Adani’s Queensland mine has taken a long eight years to get off the ground simply because of the scale of opposition within some Australian quarters. The company has had to appear in court as environmental groups tried to impose delays.
This means that the project has been “scaled back,” according to Adani CEO Lucas Dow. However, he is confident that despite delays and problems with getting full approval, work on the mine should begin “imminently.”
In order to start the process, Adani will have a much smaller level of production than originally anticipated. Dow said that it will “ramp up” from there, building up to a 27.5-million-tonne output each year. This is half of what the company originally intended, which shows how strong the level of opposition has been and the kinds of challenges that the coal sector presently faces.
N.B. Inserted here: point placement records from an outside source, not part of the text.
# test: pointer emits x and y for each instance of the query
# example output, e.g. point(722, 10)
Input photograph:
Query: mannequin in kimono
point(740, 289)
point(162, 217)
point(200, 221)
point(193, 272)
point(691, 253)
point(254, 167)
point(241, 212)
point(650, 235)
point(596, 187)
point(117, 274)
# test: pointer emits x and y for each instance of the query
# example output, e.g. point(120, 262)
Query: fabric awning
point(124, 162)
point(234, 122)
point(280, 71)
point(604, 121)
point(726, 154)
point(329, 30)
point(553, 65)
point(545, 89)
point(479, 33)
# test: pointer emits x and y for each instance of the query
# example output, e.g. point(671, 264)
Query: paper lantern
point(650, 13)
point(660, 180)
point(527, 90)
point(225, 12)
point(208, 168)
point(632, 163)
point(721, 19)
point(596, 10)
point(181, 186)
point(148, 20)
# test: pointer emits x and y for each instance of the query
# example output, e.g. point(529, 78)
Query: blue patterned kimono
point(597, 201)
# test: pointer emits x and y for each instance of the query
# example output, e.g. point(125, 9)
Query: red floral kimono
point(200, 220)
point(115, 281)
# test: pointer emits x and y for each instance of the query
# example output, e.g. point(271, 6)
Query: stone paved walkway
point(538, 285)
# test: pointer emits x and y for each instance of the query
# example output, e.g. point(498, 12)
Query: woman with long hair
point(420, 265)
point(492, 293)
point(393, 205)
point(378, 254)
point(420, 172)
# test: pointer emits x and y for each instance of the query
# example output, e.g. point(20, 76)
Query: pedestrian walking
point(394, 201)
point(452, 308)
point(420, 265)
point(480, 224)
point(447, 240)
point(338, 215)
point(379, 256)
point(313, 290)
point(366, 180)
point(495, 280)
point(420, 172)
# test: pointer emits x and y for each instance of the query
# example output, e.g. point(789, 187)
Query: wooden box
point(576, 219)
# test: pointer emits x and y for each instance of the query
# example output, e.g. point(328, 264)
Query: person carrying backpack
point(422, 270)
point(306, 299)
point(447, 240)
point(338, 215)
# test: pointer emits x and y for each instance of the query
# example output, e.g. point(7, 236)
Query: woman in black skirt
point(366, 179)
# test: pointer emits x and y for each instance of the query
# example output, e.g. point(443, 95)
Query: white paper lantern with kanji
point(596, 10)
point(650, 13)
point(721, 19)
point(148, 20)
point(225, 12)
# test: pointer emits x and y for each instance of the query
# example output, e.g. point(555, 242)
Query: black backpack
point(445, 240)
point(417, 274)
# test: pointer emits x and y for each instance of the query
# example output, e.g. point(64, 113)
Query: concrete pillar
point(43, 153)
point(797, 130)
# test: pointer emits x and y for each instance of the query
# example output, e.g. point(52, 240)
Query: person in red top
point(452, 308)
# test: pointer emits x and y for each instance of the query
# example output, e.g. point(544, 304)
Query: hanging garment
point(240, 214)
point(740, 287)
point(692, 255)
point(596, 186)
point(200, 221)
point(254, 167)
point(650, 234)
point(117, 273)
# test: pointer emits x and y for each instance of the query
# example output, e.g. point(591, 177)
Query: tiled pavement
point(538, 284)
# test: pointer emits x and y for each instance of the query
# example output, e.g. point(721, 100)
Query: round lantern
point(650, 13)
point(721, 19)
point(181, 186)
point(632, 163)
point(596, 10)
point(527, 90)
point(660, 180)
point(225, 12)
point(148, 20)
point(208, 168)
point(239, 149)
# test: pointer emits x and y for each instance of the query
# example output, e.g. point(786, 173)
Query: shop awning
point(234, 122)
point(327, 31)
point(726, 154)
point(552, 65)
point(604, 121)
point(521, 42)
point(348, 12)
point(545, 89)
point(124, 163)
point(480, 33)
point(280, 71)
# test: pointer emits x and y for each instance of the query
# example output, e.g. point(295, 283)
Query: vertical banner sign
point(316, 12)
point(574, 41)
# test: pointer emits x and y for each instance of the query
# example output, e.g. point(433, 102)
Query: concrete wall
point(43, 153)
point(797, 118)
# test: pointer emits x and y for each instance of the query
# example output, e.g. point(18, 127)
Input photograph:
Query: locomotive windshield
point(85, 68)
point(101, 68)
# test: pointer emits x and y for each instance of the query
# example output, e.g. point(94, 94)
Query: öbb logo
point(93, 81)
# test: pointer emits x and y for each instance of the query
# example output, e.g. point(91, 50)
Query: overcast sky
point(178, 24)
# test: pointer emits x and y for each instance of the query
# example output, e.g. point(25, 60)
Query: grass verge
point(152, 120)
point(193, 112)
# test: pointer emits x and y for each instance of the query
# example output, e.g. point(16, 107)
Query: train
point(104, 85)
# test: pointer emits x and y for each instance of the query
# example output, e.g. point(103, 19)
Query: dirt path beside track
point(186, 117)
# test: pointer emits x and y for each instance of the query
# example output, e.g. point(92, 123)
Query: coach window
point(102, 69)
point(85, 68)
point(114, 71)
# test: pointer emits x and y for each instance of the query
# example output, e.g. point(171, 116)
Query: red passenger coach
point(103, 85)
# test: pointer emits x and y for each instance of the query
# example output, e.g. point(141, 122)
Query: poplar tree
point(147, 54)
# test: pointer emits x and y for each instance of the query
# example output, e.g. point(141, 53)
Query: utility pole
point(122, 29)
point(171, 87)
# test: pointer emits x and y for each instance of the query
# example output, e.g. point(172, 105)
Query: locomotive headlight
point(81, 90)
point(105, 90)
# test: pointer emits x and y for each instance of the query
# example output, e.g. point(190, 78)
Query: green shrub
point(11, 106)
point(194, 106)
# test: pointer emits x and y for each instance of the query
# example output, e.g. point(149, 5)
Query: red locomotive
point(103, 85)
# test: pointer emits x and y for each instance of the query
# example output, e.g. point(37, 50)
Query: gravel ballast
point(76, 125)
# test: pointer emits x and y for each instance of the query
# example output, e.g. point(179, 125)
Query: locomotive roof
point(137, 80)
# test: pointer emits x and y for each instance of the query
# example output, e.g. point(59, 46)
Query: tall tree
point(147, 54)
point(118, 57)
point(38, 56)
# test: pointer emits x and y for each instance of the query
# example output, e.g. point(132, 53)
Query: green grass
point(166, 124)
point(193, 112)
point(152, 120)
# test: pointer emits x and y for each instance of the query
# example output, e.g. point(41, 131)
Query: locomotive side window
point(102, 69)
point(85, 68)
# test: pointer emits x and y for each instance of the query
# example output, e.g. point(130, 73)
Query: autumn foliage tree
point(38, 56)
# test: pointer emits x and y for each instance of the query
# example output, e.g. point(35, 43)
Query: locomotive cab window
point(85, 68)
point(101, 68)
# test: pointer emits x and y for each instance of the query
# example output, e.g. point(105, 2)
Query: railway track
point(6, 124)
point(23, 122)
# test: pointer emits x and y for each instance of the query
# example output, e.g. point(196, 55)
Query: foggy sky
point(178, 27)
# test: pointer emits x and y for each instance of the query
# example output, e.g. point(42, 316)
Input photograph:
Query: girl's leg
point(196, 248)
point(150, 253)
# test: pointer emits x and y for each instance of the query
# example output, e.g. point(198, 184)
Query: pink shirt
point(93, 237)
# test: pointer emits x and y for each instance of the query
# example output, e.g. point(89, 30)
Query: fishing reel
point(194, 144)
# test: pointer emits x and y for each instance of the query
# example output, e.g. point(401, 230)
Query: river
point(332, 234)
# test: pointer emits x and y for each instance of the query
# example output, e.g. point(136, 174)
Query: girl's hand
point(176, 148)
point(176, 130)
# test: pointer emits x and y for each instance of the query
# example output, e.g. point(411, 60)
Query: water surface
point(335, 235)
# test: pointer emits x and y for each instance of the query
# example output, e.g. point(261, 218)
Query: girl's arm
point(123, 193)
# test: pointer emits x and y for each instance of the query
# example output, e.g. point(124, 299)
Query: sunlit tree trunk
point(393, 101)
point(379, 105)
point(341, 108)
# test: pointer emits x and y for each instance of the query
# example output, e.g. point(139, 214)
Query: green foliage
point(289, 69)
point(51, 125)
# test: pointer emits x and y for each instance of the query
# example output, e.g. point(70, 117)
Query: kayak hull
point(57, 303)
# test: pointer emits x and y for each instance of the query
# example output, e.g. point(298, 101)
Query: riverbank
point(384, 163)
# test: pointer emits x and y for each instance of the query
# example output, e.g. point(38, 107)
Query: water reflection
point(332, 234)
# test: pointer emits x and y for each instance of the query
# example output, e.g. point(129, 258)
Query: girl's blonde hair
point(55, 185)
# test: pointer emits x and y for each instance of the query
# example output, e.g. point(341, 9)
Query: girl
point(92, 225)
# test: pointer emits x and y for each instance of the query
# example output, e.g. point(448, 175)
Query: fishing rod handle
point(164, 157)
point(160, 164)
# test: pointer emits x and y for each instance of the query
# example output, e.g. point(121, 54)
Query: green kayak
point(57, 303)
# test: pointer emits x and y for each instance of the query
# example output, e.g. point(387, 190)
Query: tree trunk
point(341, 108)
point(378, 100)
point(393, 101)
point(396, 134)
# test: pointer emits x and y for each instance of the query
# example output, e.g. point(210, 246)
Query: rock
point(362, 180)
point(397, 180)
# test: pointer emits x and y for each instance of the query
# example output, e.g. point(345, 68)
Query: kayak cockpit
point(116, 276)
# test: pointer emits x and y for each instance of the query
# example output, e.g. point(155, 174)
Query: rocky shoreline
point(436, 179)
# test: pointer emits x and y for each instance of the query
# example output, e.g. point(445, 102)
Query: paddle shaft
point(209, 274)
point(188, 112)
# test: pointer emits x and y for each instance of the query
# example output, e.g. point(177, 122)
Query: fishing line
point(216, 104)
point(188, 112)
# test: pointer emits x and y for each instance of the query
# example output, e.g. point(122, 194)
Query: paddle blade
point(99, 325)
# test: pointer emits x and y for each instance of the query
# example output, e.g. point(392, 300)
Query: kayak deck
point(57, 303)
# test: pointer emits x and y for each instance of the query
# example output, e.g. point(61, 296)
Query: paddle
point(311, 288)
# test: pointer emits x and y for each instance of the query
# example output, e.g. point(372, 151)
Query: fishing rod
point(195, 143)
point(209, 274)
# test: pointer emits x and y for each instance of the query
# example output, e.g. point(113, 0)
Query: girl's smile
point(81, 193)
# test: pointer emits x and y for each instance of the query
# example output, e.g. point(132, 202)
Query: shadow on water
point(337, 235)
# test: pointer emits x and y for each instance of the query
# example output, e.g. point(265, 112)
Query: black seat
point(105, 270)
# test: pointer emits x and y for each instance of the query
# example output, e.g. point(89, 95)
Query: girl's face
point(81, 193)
Dow said that the project has internal financing and relies on no external backers, which may explain the smaller production level. He commented: “We have finance, and we are ready to start.”
Adding that the company’s Carmichael mine will be “100% financed through the Adani Group’s resources,” Dow indicated that the mine got approval because it is on the same scale as many others in the area. It will be open-cut as well as smaller than originally intended.
Dow also addressed the project’s start date, saying that “preparatory works at the site are imminent.” Speaking of Adani’s “capacity to deliver a financing solution,” which also held the process back, he added that $3.3bn has already gone into the company’s Australian interests.
A series of targeted protests and counter-movements pushed Australia’s major lenders to stay away from Adani and coal mining, and they appear to have had an effect. Although these protests did not prevent the mine’s plans from going forward, much more scrutiny took place regarding Adani’s finance plans, which meant that it had to find a different way to fund the project. Its plans also saw a reduction in scale, which again highlights the current mood surrounding coal and the acknowledgement that although it is useful, there are clear climate problems associated with it that make investors wary.
Dow was quick to hit back, saying: “This project stacks up both financially and environmentally.” Opposition groups complained about the original sketched-out expansion of the mine, saying that it could do great damage to the barrier reef.
However, Dow believes that the mine will produce enough benefits to go ahead, including the “jobs and business opportunities we have promised for North Queensland and Central Queensland, all without requiring a cent of Australian taxpayer dollars.” The opposition, including conservation groups, responded that they have no intention of giving up on trying to stop the project from moving forward.